On Tue, 19 Mar 2024, Reinette Chatre wrote:
On 3/11/2024 6:52 AM, Ilpo Järvinen wrote:
The struct resctrl_val_param is there to customize behavior inside resctrl_val() which is currently not used to full extent and there are number of strcmp()s for test name in resctrl_val done by resctrl_val().
Create ->init() hook into the struct resctrl_val_param to cleanly do per test initialization.
Remove also unused branches to setup paths and the related #defines.
Signed-off-by: Ilpo Järvinen ilpo.jarvinen@linux.intel.com
tools/testing/selftests/resctrl/cmt_test.c | 12 ++ tools/testing/selftests/resctrl/mba_test.c | 24 +++- tools/testing/selftests/resctrl/mbm_test.c | 24 +++- tools/testing/selftests/resctrl/resctrl.h | 9 +- tools/testing/selftests/resctrl/resctrl_val.c | 123 ++---------------- 5 files changed, 75 insertions(+), 117 deletions(-)
diff --git a/tools/testing/selftests/resctrl/cmt_test.c b/tools/testing/selftests/resctrl/cmt_test.c index 241c0b129b58..e79eca9346f3 100644 --- a/tools/testing/selftests/resctrl/cmt_test.c +++ b/tools/testing/selftests/resctrl/cmt_test.c @@ -16,6 +16,17 @@ #define MAX_DIFF 2000000 #define MAX_DIFF_PERCENT 15 +#define CON_MON_LCC_OCCUP_PATH \
- "%s/%s/mon_groups/%s/mon_data/mon_L3_%02d/llc_occupancy"
+static int set_cmt_path(const struct resctrl_val_param *param, int domain_id) +{
- sprintf(llc_occup_path, CON_MON_LCC_OCCUP_PATH, RESCTRL_PATH,
Strangely some tab characters sneaked in above.
Ah, fixed it now. They seemed to came directly from the old code.
@@ -826,17 +729,11 @@ int resctrl_val(const struct resctrl_test *test, if (ret) goto out;
- if (!strncmp(resctrl_val, MBM_STR, sizeof(MBM_STR)) ||
!strncmp(resctrl_val, MBA_STR, sizeof(MBA_STR))) {
ret = initialize_mem_bw_imc();
- if (param->init) {
if (ret) goto out;ret = param->init(param, domain_id);
initialize_mem_bw_resctrl(param->ctrlgrp, param->mongrp,
domain_id, resctrl_val);
- } else if (!strncmp(resctrl_val, CMT_STR, sizeof(CMT_STR)))
initialize_llc_occu_resctrl(param->ctrlgrp, param->mongrp,
domain_id, resctrl_val);
- }
/* Parent waits for child to be ready. */ close(pipefd[1]);
I am trying to make sense of what these tests are trying to do and it is starting to look like the monitor groups (as they are used here) are unnecessary.

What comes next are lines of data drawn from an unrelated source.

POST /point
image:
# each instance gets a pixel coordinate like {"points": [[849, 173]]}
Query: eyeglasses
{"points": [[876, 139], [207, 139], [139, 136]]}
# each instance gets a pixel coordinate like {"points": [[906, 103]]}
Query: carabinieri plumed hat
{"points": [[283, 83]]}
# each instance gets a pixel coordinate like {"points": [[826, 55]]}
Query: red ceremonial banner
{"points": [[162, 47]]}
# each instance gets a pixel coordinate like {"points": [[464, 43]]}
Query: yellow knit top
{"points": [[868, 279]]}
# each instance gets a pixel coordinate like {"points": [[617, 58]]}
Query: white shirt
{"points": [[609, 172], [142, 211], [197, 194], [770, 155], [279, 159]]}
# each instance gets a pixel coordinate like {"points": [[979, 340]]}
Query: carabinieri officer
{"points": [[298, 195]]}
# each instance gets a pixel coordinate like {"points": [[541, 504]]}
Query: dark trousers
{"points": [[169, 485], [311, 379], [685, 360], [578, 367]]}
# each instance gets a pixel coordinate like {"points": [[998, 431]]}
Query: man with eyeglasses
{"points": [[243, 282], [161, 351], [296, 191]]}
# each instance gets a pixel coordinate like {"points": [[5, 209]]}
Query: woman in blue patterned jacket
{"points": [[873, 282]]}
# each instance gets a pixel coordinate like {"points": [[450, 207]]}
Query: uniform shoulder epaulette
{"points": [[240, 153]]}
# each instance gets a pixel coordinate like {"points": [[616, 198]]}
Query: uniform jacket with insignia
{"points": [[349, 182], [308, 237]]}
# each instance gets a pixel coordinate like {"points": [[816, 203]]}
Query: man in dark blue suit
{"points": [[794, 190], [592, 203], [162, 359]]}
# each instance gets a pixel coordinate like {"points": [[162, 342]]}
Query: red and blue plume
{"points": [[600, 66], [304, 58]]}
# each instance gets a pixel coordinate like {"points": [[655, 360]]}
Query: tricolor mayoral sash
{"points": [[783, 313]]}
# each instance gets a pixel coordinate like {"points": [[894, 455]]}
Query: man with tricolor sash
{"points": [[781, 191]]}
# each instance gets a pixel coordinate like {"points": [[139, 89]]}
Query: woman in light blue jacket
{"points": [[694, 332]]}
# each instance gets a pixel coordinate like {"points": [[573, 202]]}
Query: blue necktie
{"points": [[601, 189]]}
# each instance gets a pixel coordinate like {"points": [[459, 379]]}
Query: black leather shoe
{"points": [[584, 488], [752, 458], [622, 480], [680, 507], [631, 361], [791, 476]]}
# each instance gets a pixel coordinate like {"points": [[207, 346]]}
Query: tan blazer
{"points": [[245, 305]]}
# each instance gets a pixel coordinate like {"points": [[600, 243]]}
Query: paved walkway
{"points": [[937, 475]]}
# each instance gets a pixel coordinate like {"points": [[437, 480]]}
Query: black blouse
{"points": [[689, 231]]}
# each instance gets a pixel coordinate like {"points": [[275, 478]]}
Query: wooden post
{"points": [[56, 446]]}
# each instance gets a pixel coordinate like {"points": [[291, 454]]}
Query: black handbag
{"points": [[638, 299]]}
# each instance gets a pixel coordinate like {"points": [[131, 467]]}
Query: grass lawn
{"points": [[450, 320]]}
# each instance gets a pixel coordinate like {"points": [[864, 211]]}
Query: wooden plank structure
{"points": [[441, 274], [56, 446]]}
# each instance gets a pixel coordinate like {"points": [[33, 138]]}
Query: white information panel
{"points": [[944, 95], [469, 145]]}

Looking at resctrl_val()->write_bm_pid_to_resctrl() I see that the control group is created with "bm_pid" written to its "tasks" file and then a monitor group is created as child of the control group with the same "bm_pid" written to its "tasks" file. This looks unnecessary to me because when the original control group is created on a system that supports monitoring then that control group would automatically be a monitoring group also. In the resctrl kernel document these different groups are termed "CTRL_MON" and "MON" groups respectively.
For example, if user creates control group "c1": # mkdir /sys/fs/resctrl/c1 Then, automatically it would also be a monitoring group with its monitoring data available from /sys/fs/resctrl/c1/mon_data/mon_L3_XX/*
PIDs written to /sys/fs/resctrl/c1/tasks will have allocations assigned in /sys/fs/resctrl/c1/schemata and monitoring data /sys/fd/resctrl/c1/mon_data/mon_L3_XX/* ... it is not necessary to create a separate monitoring group to collect that monitoring data.
This seems to be the discrepancy between the MBA and MBM test ... if I understand correctly they end up needing the same data but the one uses the data from the CTRL_MON group while the other creates a redundant child MON group to read the same data that is available from the CTRL_MON group.
Okay, I can look into this too. I've not looked too deeply why the difference between MBA and MBM test is there.